Vuniuci Tikomaimereke

Personal information
- Full name: Vuniuci Tikomaimereke
- Date of birth: 7 June 1990 (age 35)
- Place of birth: Rotuma, Fiji
- Position: Defender

Team information
- Current team: Rewa

Senior career*
- Years: Team / Apps / (Gls)
- –2017: Nadi
- 2017–: Rewa

International career
- 2017–: Fiji / 2 / (0)

Medal record
Men's football
Representing Fiji
Pacific Mini Games
| Silver medal – second place | 2017 Vanuatu |  |

= Vuniuci Tikomaimereke =

Fijian footballer

Vuniuci Tikomaimereke (born 7 June 1990) is a Fijian footballer who mainly plays as a left-back for Fijian club Rewa and the Fiji national team.

==Club career==
Tikomaimereke started his career with Nadi.

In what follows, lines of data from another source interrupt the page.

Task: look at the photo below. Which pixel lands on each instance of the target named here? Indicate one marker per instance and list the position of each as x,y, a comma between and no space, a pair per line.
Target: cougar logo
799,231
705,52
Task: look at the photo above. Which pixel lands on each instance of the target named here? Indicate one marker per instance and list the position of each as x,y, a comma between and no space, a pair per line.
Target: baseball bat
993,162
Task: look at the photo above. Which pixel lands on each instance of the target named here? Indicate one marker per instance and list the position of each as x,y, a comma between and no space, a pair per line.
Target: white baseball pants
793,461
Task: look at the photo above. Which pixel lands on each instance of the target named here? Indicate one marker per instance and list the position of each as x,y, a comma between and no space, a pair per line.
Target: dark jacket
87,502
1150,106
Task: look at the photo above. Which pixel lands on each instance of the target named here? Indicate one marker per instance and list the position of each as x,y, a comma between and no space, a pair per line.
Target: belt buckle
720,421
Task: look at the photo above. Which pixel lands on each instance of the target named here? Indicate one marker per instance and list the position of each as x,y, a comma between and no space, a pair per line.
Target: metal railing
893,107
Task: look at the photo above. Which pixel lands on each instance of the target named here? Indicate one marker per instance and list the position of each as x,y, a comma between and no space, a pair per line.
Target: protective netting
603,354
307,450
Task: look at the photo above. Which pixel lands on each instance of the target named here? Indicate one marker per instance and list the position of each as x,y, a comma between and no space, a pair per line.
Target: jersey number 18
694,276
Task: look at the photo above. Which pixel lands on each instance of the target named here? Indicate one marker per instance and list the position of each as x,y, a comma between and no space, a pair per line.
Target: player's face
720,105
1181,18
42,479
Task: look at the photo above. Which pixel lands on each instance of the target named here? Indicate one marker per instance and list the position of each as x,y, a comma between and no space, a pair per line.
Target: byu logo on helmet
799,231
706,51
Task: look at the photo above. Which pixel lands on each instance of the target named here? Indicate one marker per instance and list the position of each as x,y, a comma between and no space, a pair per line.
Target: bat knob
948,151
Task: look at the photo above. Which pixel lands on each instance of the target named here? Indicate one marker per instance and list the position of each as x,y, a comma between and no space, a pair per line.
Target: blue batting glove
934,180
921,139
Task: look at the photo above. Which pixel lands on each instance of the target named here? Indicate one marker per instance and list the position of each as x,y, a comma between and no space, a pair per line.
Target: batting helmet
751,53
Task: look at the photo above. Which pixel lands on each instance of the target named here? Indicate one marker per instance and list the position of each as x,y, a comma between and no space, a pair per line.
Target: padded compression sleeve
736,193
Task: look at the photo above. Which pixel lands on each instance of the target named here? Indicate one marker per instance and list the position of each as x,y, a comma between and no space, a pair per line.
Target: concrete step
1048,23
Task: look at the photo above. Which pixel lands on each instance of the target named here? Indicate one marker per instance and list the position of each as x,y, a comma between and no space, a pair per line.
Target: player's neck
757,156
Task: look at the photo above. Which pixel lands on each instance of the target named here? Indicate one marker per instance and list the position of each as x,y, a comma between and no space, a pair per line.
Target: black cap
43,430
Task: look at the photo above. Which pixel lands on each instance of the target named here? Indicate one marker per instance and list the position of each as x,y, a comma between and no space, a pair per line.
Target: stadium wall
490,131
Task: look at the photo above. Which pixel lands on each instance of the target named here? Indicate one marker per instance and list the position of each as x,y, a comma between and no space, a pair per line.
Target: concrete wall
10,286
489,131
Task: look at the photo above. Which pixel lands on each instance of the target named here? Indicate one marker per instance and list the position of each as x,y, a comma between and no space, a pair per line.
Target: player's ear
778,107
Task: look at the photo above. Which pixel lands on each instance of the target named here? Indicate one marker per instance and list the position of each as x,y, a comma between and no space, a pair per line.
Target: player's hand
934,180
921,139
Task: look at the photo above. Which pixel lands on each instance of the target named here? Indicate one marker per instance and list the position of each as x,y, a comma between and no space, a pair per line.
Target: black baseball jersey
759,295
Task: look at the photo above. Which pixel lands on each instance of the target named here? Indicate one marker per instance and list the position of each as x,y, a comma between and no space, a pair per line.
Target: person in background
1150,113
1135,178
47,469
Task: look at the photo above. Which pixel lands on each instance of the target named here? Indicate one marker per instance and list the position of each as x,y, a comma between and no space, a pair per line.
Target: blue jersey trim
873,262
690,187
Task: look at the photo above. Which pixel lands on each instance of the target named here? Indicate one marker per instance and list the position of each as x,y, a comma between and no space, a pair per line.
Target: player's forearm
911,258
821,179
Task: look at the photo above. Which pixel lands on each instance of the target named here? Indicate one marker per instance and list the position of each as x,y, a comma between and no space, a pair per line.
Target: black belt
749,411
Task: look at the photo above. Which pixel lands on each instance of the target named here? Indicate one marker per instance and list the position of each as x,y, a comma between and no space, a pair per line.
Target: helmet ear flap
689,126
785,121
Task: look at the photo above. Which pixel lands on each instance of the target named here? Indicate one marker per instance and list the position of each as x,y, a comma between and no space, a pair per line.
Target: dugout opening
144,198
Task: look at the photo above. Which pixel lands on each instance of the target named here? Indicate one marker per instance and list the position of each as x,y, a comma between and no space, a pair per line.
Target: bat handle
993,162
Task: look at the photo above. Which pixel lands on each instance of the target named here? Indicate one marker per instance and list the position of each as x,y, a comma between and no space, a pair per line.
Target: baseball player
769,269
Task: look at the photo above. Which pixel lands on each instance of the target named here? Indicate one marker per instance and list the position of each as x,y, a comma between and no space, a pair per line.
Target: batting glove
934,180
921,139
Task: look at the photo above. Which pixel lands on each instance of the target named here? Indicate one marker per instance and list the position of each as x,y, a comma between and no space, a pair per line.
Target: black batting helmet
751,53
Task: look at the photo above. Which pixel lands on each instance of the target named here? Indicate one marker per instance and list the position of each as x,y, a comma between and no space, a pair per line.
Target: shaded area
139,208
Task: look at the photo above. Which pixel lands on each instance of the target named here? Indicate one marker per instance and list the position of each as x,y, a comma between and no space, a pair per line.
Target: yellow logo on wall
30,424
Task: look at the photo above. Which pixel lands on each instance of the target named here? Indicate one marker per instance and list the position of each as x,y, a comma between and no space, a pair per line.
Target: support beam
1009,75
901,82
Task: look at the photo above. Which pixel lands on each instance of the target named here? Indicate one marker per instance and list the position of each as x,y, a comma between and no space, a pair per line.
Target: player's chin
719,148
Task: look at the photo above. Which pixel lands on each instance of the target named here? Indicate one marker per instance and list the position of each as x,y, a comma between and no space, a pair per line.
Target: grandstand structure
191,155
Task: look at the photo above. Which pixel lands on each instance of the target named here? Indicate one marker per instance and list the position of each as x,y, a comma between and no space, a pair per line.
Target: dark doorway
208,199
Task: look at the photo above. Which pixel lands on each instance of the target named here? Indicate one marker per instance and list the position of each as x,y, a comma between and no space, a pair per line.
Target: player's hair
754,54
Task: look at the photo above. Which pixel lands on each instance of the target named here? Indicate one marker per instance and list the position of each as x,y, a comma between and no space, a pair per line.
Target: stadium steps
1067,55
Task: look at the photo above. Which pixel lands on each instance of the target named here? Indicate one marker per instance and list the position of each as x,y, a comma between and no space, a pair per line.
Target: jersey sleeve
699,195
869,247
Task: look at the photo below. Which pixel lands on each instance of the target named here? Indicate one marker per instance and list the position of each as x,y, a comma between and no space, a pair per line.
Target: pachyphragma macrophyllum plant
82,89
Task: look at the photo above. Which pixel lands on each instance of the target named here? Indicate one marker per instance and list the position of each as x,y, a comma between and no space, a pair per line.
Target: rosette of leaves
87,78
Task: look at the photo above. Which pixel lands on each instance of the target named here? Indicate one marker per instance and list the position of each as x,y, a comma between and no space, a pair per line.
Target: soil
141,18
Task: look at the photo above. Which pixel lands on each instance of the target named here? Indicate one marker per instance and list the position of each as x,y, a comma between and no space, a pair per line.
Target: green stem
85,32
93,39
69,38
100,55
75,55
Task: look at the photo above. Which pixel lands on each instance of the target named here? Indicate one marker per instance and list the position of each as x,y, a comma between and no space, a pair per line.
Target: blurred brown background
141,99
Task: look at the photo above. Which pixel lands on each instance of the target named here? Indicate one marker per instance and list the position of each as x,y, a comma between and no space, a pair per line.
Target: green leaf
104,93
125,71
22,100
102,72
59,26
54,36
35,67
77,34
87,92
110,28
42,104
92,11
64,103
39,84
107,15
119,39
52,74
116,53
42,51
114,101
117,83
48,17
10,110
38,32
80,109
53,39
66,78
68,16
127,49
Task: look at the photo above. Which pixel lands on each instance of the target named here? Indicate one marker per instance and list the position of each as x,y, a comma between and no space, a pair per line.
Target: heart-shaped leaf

In 2017 he moved to Rewa In 2019 he moved to Labasa.

==National team==
In 2017 Tikomaimereke was called up by coach Christophe Gamel for the Fiji national football team. He made his debut on May 25, 2017, in a 1–1 draw against the Solomon Islands. He played from the start of the game and was subbed after 55 minutes of play for Ilaitia Tuilau.